CAPITAL DISTRICT Albany County is on track to save more than $3,000 a year with a new cooperative agreement between the sheriff’s department and the Albany County Crime Victim and Sexual Abuse Center.
Per the agreement, which was announced by County Executive Dan McCoy on Wednesday, Jan. 17, trained 911 dispatchers will now answer all calls to the Crime Victims and Sexual Abuse Hotline and transfer them to certified rape counselors or other appropriate individuals. Previously, those calls were contracted out to an answering service in New Mexico.
“We are looking for ways to share services and save money without losing the quality of services we provide,” said McCoy in a statement.
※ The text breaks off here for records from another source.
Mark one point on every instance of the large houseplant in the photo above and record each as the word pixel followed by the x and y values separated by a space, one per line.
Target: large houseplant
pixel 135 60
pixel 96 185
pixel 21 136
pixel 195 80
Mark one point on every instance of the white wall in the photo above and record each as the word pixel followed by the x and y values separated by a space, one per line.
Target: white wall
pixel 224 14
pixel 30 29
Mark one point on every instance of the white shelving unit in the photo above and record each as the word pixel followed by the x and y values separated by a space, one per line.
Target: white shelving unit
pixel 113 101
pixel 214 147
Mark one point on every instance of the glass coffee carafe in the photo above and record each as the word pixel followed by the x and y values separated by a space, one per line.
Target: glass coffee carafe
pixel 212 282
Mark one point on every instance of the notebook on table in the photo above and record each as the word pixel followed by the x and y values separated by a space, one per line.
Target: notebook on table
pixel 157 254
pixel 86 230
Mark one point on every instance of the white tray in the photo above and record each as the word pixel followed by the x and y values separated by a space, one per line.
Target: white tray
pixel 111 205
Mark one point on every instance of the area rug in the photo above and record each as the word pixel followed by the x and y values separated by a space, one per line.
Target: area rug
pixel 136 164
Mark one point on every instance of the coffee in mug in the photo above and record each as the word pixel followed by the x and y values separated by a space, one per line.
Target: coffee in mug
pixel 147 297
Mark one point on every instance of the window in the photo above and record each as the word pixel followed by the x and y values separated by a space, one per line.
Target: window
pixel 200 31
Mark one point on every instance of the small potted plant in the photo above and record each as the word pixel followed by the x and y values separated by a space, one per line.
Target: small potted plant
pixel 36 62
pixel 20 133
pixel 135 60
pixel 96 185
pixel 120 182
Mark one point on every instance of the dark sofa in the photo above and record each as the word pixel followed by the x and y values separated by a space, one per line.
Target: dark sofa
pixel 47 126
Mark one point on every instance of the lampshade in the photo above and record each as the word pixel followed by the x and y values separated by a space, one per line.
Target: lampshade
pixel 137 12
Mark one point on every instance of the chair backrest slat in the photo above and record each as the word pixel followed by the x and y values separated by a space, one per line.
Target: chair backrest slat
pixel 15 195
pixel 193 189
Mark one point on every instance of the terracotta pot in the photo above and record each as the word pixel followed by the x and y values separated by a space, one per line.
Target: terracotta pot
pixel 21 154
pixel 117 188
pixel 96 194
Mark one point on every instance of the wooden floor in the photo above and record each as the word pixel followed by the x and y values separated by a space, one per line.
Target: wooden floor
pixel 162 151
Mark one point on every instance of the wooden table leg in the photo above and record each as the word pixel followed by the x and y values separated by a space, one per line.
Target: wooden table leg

Michael Perrin, deputy county executive, said the county was looking to improve services and that if this agreement hadn’t panned out, other options would have been explored to sustain the hotline.
“In this case, we were able to take the service in house where it was certain to be high quality and lower cost,” said Perrin. “Ending the service or hotline was not one of the options that we considered.”
Besides saving the county money and demonstrating a commitment to working together, Director of the County Crime Victim and Sexual Abuse Center Karen Ziegler said the arrangement should cut down on discrepancies and questions that used to arise from using a non-local vendor.
“By having Albany County staff answer our hotline, they’re going to be much more aware of Albany County resources than anybody out of state could possibly be,” said Ziegler, citing instances when dispatchers in New Mexico couldn’t specify which hospital in Albany a victim went to. “Our employees are going to know, very specifically, and have an understanding and knowledge of local resources for callers and for us.”
The 24-hour hotline averages between 100 and 120 calls per quarter and the Crime Victim and Sexual Abuse Center itself provides services unavailable elsewhere.